Dans un contexte similaire, un groupe de députés de l’Assemblée Nationale Française (Parlement) a soumis le 9 novembre dernier, un nouvel amendement au mécanisme d’aide du Gouvernement Français au développement destiné à un certain nombre de pays extérieurs à l’Union européenne, dont l’Algérie.
Cet amendement vise à éviter les pratiques consulaires et à permettre la déportation de ces « harraga » vers leur pays d’origine.
Selon un rapport du Sénat français sur le mécanisme de soutien financier octroyé par le Gouvernement Français au développement destiné aux pays non membres de l’Union européenne, l’Algérie a obtenue 80 millions d’Euros en 2016 au titre de ce mécanisme, tandis que la part du Maroc était de 274 millions d’Euros.
Cette aide financière est destinée à des projets généralement liés au climat, à l’éducation, à l’expertise technique, au financement communautaire, etc.…
Les auteurs de l’initiative ont souligné que l’acceptation par les pays de recevoir leurs ressortissants “Harraga” s’est avérée très ardue en raison de l’impossibilité d’obtenir des licences consulaires de la part des autorités du pays d’origine, notant qu’en 2016, l’Algérie n’avait délivré que 48% des licences consulaires requises par les autorités françaises pour pouvoir expulser des ressortissants algériens résidant illégalement sur le sol Français.

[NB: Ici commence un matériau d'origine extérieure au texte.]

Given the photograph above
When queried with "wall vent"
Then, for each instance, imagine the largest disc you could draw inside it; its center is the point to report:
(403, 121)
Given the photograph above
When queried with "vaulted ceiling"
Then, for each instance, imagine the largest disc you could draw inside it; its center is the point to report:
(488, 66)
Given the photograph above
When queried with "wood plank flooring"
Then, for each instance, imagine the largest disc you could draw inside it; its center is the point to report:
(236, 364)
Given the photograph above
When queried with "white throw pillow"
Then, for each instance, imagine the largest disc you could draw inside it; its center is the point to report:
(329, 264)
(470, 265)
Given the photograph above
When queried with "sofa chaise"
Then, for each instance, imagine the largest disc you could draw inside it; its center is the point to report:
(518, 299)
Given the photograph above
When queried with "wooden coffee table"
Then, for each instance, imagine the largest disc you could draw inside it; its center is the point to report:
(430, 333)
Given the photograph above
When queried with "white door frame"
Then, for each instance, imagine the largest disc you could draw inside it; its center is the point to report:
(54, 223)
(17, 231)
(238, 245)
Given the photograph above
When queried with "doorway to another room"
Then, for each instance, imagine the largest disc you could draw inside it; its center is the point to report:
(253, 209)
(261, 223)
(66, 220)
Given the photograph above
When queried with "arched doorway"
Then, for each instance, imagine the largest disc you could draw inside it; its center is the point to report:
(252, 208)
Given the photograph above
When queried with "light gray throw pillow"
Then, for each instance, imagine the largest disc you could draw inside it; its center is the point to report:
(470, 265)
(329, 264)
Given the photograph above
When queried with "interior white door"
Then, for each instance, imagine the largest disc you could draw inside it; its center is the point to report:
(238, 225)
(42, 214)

L’amendement a révoqué la décision du Conseil Européen sur les migrations, la sécurité intérieure et les relations extérieures datant du 18 octobre, qui appelait explicitement à l’activation des déportations sur le terrain et à la création de mesures de stimulation, notamment celles liées au développement, au commerce et à l’octroi de visas.
Dans le même contexte, la Commission européenne négocie actuellement avec l’Algérie et avec 16 autres pays tiers dans l’espace Schengen en vue d’appliquer des procédures strictes d’expulsion des migrants en situation illégale dans les pays de l’UE en échange de facilitations dans l’octroi de visas aux ressortissants de ces pays.